The ALA's executive board voted on Wednesday to pursue legal action and is still working out the details of the brief and the timing of the filing.
The filtering amendment, which was attached to a sweeping appropriations bill that passed in December, would force schools and libraries that receive federal funds to use some sort of filtering technology to weed out visual depictions of material deemed inappropriate for children. Schools and libraries have three months to submit their filtering plans.
Immediately after the bill passed, the American Civil Liberties Union and the ALA vowed to challenge it in court, saying it stifled First Amendment rights by blocking content.
In its suit, the ALA will focus on the effect the law will have on all libraries, arguing that the requirement could further widen the so-called digital divide. Critics of mandatory filtering argue that the requirement forces people who rely on public computers for Internet access to see only pre-screened content--a restriction that those with home computers don't have.
The ALA is one of several groups that have challenged tech restrictions on free speech in the past. However, the group will likely pursue legal action on its own this time because of its broad focus on all libraries. The ACLU, on the other hand, is expected to address only public libraries. The Center for Democracy and Technology, a vocal opponent of mandatory filtering, doesn't plan to sign on as a plaintiff at this point but instead will provide research and support.
Filtering software has been criticized, particularly because it sometimes blocks material that's not controversial, such as information on health care or political candidates.

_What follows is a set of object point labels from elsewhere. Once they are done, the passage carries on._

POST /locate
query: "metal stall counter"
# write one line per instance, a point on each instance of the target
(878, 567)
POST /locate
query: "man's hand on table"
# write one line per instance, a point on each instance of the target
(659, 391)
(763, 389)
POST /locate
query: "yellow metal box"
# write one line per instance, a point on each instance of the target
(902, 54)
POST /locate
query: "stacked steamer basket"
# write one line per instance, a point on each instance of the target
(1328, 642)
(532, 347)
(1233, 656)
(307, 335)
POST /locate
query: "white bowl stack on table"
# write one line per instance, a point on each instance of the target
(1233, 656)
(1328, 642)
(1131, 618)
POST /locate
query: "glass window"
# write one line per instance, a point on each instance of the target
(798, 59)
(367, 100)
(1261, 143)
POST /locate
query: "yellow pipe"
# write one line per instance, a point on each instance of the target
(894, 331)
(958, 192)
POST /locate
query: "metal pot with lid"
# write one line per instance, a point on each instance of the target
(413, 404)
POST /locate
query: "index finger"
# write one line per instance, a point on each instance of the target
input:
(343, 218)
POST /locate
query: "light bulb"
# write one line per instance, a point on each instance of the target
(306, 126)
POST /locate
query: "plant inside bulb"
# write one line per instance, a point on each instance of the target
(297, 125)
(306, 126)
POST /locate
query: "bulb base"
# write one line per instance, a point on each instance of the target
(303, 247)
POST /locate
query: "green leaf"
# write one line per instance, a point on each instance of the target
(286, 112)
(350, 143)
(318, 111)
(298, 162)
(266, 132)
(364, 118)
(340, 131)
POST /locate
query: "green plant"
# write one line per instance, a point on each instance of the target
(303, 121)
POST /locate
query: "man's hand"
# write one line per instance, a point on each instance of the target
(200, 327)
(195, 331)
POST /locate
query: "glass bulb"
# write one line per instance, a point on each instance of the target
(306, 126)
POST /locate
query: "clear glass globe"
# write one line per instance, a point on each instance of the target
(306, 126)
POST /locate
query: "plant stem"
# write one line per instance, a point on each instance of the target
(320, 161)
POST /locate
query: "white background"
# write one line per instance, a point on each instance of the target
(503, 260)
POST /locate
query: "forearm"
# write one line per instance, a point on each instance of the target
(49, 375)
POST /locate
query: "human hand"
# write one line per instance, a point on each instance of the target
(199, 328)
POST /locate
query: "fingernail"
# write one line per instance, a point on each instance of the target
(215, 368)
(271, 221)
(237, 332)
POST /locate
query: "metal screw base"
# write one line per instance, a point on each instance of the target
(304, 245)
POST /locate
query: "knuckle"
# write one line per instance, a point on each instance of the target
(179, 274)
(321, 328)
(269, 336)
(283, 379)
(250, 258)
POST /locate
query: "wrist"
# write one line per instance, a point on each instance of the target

Critics of the bill fear that the measure could block school children from seeing educational material.
The ALA has been vocal and active about free speech issues. Five years ago, it joined a successful challenge to the Communications Decency Act, which would have regulated Web content deemed harmful to minors had the Supreme Court not declared it unconstitutional. And most recently, it filed a friend-of-the-court brief in the Napster case, arguing that shutting down the service could have chilling consequences for any entity that catalogs information for others to use, including libraries and search engines.